The Graduate

My son Zack is now a graduate of the eighth grade.

It’s a milestone because it marks the end of his tenure at the K-8 Catholic school he attends. All the kids will go their separate way so it’s different than just moving from the town’s middle school to the high school.

The staff and teachers did a great job of recognizing the student’s achievements and time together and capped it off with a nice graduation ceremony.

It was all well and good until somebody walked up and said, “Congratulations.”

Congratulations? I must have responded inappropriately because the person gave me that “You asshole” look that comes after saying something inappropriate. But come on —congratulations on making it through eighth grade?

Excuse me, but what is this, Arkansas —where graduating eighth grade is like getting your medical degree? So sorry if I sound like a jerk but you know what? You’d better graduate from eighth grade. Now go have a nice Summer.

6 thoughts on “The Graduate

  1. This kind of how I felt about getting trophies for my 8-year-old son’s AA baseball team this year. He’s received a trophy every year at the end of his season since he was 4, but at some point shouldn’t a trophy mean something more than “Hey!
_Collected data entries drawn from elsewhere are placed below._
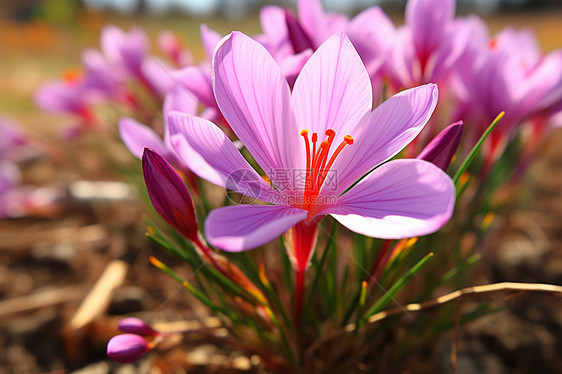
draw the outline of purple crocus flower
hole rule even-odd
[[[193,64],[193,56],[182,46],[176,35],[171,31],[164,30],[158,34],[158,45],[176,67]]]
[[[504,29],[490,38],[478,19],[467,21],[473,39],[463,57],[457,87],[459,114],[473,120],[476,138],[502,111],[492,133],[494,143],[511,136],[515,126],[536,114],[553,113],[562,103],[562,50],[543,56],[530,30]]]
[[[119,364],[140,360],[151,347],[144,338],[135,334],[116,335],[107,342],[107,355]]]
[[[72,80],[53,80],[43,83],[35,93],[35,104],[44,111],[75,114],[90,118],[89,103],[84,86]]]
[[[87,49],[82,53],[84,78],[82,86],[102,100],[123,100],[125,79],[100,51]]]
[[[239,32],[220,43],[213,73],[224,118],[275,186],[216,125],[169,113],[172,145],[194,173],[273,204],[212,211],[205,233],[214,246],[244,251],[291,230],[302,273],[326,214],[357,233],[393,239],[434,232],[450,218],[454,185],[442,170],[415,159],[385,163],[429,120],[435,85],[401,92],[371,112],[369,76],[341,33],[308,60],[292,92],[266,49]]]
[[[459,147],[462,127],[462,121],[447,126],[425,146],[417,158],[429,161],[441,170],[447,171]]]
[[[134,27],[125,32],[117,26],[105,26],[101,31],[100,47],[113,66],[133,77],[142,77],[142,64],[150,51],[150,42],[141,28]]]
[[[163,112],[177,110],[183,113],[195,114],[197,102],[183,87],[176,86],[164,98]],[[189,169],[177,157],[170,143],[168,121],[164,118],[164,137],[160,137],[152,128],[136,120],[123,117],[119,120],[119,134],[129,151],[137,158],[142,158],[145,148],[151,148],[177,169],[189,172]]]
[[[445,88],[471,36],[454,16],[455,0],[408,1],[385,64],[395,89],[430,82]]]
[[[341,14],[326,13],[320,0],[299,0],[297,4],[298,15],[275,6],[264,7],[260,12],[264,34],[256,38],[278,63],[307,50],[315,51],[335,32],[345,32],[369,75],[379,73],[394,37],[394,25],[379,7],[370,7],[350,20]]]
[[[150,43],[146,33],[138,27],[125,32],[116,26],[106,26],[101,32],[101,50],[109,64],[163,96],[174,85],[170,66],[149,54]]]
[[[221,35],[211,30],[205,24],[201,25],[200,32],[201,44],[208,57],[208,61],[201,63],[199,66],[187,66],[173,71],[172,76],[179,85],[191,92],[205,107],[206,110],[202,114],[204,118],[216,123],[224,123],[224,119],[222,118],[213,94],[211,66],[209,63],[213,58],[213,53],[218,42],[221,40]]]

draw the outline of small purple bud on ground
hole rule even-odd
[[[150,350],[148,342],[139,335],[116,335],[107,343],[107,355],[119,364],[140,360]]]
[[[123,318],[121,321],[119,321],[117,327],[119,328],[119,330],[129,334],[137,334],[141,336],[156,336],[159,334],[158,331],[154,330],[142,319],[134,317]]]

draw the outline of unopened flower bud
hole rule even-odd
[[[142,319],[134,317],[123,318],[119,321],[117,327],[123,332],[141,336],[156,336],[160,334]]]
[[[142,171],[154,209],[186,238],[198,241],[198,226],[191,195],[178,173],[158,153],[145,148]]]
[[[425,146],[416,158],[429,161],[446,171],[459,146],[462,127],[462,121],[447,126]]]
[[[119,364],[138,361],[150,349],[148,342],[135,334],[116,335],[107,343],[107,355]]]

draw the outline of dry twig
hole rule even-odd
[[[388,317],[397,316],[400,314],[404,314],[406,312],[420,312],[426,309],[431,309],[438,307],[440,305],[449,303],[454,300],[464,300],[472,297],[482,297],[482,296],[491,296],[496,293],[503,293],[503,292],[547,292],[547,293],[554,293],[562,295],[562,286],[557,286],[554,284],[545,284],[545,283],[517,283],[517,282],[502,282],[502,283],[493,283],[487,284],[483,286],[474,286],[474,287],[467,287],[460,289],[458,291],[454,291],[438,297],[433,300],[428,300],[423,303],[413,303],[403,305],[397,308],[389,309],[387,311],[379,312],[373,314],[367,320],[367,323],[363,327],[367,327],[368,325],[372,325],[376,322],[382,321]],[[341,337],[347,333],[355,331],[356,326],[354,323],[350,323],[344,326],[342,329],[334,331],[332,334],[327,335],[324,339],[318,340],[315,344],[310,347],[310,352],[314,352],[316,349],[321,347],[324,343]]]

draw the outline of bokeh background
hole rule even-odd
[[[258,33],[258,10],[266,3],[294,6],[292,1],[258,0],[0,2],[0,115],[19,123],[33,139],[30,146],[37,154],[21,165],[23,184],[54,186],[61,193],[57,204],[35,214],[0,220],[0,373],[257,372],[252,359],[236,349],[196,337],[164,347],[159,358],[140,366],[119,366],[105,358],[105,343],[115,334],[119,316],[137,313],[168,321],[205,321],[209,316],[150,267],[151,254],[172,264],[175,260],[145,238],[146,208],[130,191],[104,194],[100,185],[94,191],[77,187],[80,181],[122,180],[112,161],[100,154],[104,148],[99,140],[61,140],[71,119],[42,113],[33,95],[42,82],[79,69],[82,50],[99,47],[104,25],[141,26],[153,46],[158,32],[168,29],[196,58],[203,58],[201,23],[222,34]],[[404,1],[324,1],[327,9],[349,14],[374,4],[397,25],[403,22]],[[492,32],[508,25],[529,27],[543,51],[562,47],[559,0],[458,1],[457,14],[473,12]],[[105,149],[140,172],[138,161],[123,148]],[[518,209],[492,225],[474,284],[562,284],[560,130],[552,133],[527,180]],[[103,278],[110,264],[122,279]],[[100,279],[108,291],[88,301],[86,295]],[[92,315],[77,316],[85,300]],[[502,311],[463,327],[459,372],[561,373],[560,306],[559,298],[545,295],[504,300]],[[405,367],[413,373],[448,372],[448,349],[450,336],[444,336],[412,354]]]

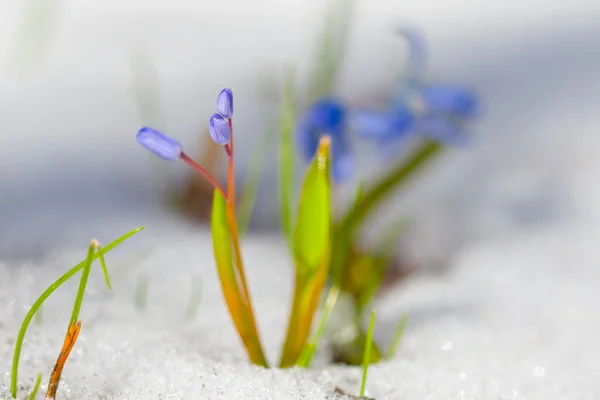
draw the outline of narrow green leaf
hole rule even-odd
[[[290,322],[279,363],[282,368],[296,365],[304,350],[329,273],[330,146],[331,139],[322,137],[300,194],[292,243],[296,281]]]
[[[310,366],[315,351],[317,350],[317,346],[319,345],[319,342],[321,341],[321,338],[325,333],[327,322],[329,321],[329,317],[331,316],[333,307],[335,307],[335,303],[339,294],[340,289],[337,286],[331,286],[329,292],[327,293],[327,298],[325,299],[325,304],[323,306],[323,314],[321,315],[321,321],[319,321],[319,326],[317,327],[317,331],[315,332],[314,337],[302,351],[302,355],[300,356],[300,359],[298,361],[299,367],[306,368]]]
[[[354,5],[355,0],[330,1],[309,83],[310,103],[333,93],[344,61]]]
[[[108,290],[112,290],[112,285],[110,284],[110,276],[108,275],[108,268],[106,268],[106,260],[104,259],[104,253],[102,253],[102,247],[98,245],[98,257],[100,258],[100,265],[102,266],[102,274],[104,275],[104,282],[106,282],[106,287]]]
[[[254,203],[256,202],[256,194],[258,193],[260,171],[266,158],[265,154],[267,148],[275,135],[274,132],[274,129],[269,129],[263,133],[261,141],[252,153],[252,159],[250,160],[250,166],[248,167],[248,175],[246,176],[244,189],[242,191],[242,196],[240,197],[240,204],[238,205],[238,234],[240,237],[244,236],[248,230],[248,225],[250,224]]]
[[[81,279],[79,280],[79,287],[77,288],[77,295],[75,296],[75,304],[73,304],[73,312],[71,313],[69,326],[77,323],[79,320],[79,311],[81,310],[81,304],[83,303],[85,287],[87,286],[90,271],[92,270],[92,261],[94,260],[94,252],[96,251],[97,246],[98,242],[92,240],[92,243],[90,243],[90,247],[88,248],[87,258],[85,259],[83,271],[81,272]]]
[[[369,322],[369,331],[367,332],[367,341],[365,342],[365,355],[363,357],[363,373],[360,383],[360,397],[365,396],[367,387],[367,371],[371,364],[371,347],[373,346],[373,330],[375,328],[375,310],[371,311],[371,321]]]
[[[231,238],[227,228],[225,207],[225,198],[221,192],[215,190],[213,194],[210,223],[215,263],[217,264],[217,270],[221,281],[227,279],[228,281],[233,280],[233,282],[235,282],[233,252],[231,249]]]
[[[40,390],[41,383],[42,383],[42,373],[40,372],[35,380],[35,385],[33,386],[33,391],[29,395],[29,400],[35,400],[35,396],[37,396],[38,390]]]
[[[394,191],[406,185],[410,178],[427,165],[444,149],[442,143],[427,140],[418,146],[406,159],[392,168],[381,180],[367,189],[356,206],[351,208],[334,227],[338,232],[334,237],[331,255],[331,268],[334,274],[340,274],[347,262],[348,246],[354,232],[363,221],[377,209],[377,206]],[[336,275],[334,275],[336,278]],[[335,281],[334,282],[339,282]]]
[[[402,336],[404,336],[404,329],[406,328],[407,322],[408,314],[404,313],[400,317],[398,325],[396,325],[396,330],[394,331],[394,336],[392,337],[392,343],[390,344],[390,348],[388,349],[386,359],[391,360],[396,356],[396,353],[398,352],[398,347],[400,347],[400,341],[402,340]]]
[[[283,233],[292,243],[292,198],[294,196],[294,79],[291,72],[286,77],[283,110],[281,113],[281,138],[279,148],[279,190],[281,225]]]
[[[111,251],[112,249],[114,249],[115,247],[117,247],[118,245],[123,243],[125,240],[129,239],[131,236],[135,235],[138,232],[141,232],[144,229],[145,229],[145,227],[141,226],[139,228],[136,228],[132,231],[127,232],[126,234],[119,237],[118,239],[113,240],[104,249],[98,250],[92,256],[92,258],[96,259],[100,256],[100,254],[104,255],[104,254],[108,253],[109,251]],[[46,299],[48,297],[50,297],[50,295],[52,295],[52,293],[54,293],[54,291],[56,289],[61,287],[66,281],[68,281],[71,277],[73,277],[73,275],[75,275],[77,272],[82,270],[84,268],[84,266],[86,265],[86,262],[87,262],[87,259],[83,260],[82,262],[80,262],[79,264],[77,264],[76,266],[71,268],[69,271],[67,271],[63,276],[58,278],[58,280],[56,280],[56,282],[54,282],[52,285],[50,285],[48,287],[48,289],[46,289],[44,291],[44,293],[42,293],[42,295],[33,303],[31,308],[25,315],[25,319],[23,320],[23,324],[21,325],[21,329],[19,329],[19,334],[17,335],[17,341],[15,343],[15,352],[13,355],[11,382],[10,382],[10,392],[11,392],[11,395],[13,398],[17,397],[17,379],[18,379],[18,371],[19,371],[19,358],[21,356],[21,347],[23,346],[23,340],[25,339],[25,333],[27,332],[27,327],[31,323],[31,320],[33,319],[33,316],[35,315],[35,313],[42,306],[42,304],[44,304],[44,301],[46,301]]]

You parents signed you up for baseball!”

  2. On the one hand, all of the kids on our team played hard and improved over the course of the season.

    On the other hand, despite playing hard, we still finished with a losing record.

    I could go either way, which is why I didn’t protest the idea of trophies. They are only 8 and 9 after all. But one of these days there won’t be a trophy just for playing and I’ll be OK with that. Whether or not my son is OK with it, well, that’s a lesson he’s going to have to learn.

  3. Just kidding about the trophies, of course.

    I guess we shouldn’t be surprised they keep track of the W/L records of 8 and 9-year- olds.

    In 14 years of coaching I never really paid any attention to our record —but soccer is the sport of socialists, isn’t it?

  4. This was the first year that scores were actually kept and even reported in the Gazette. Although in previous years, even though there was no official score, every kid on the field kept track on their own.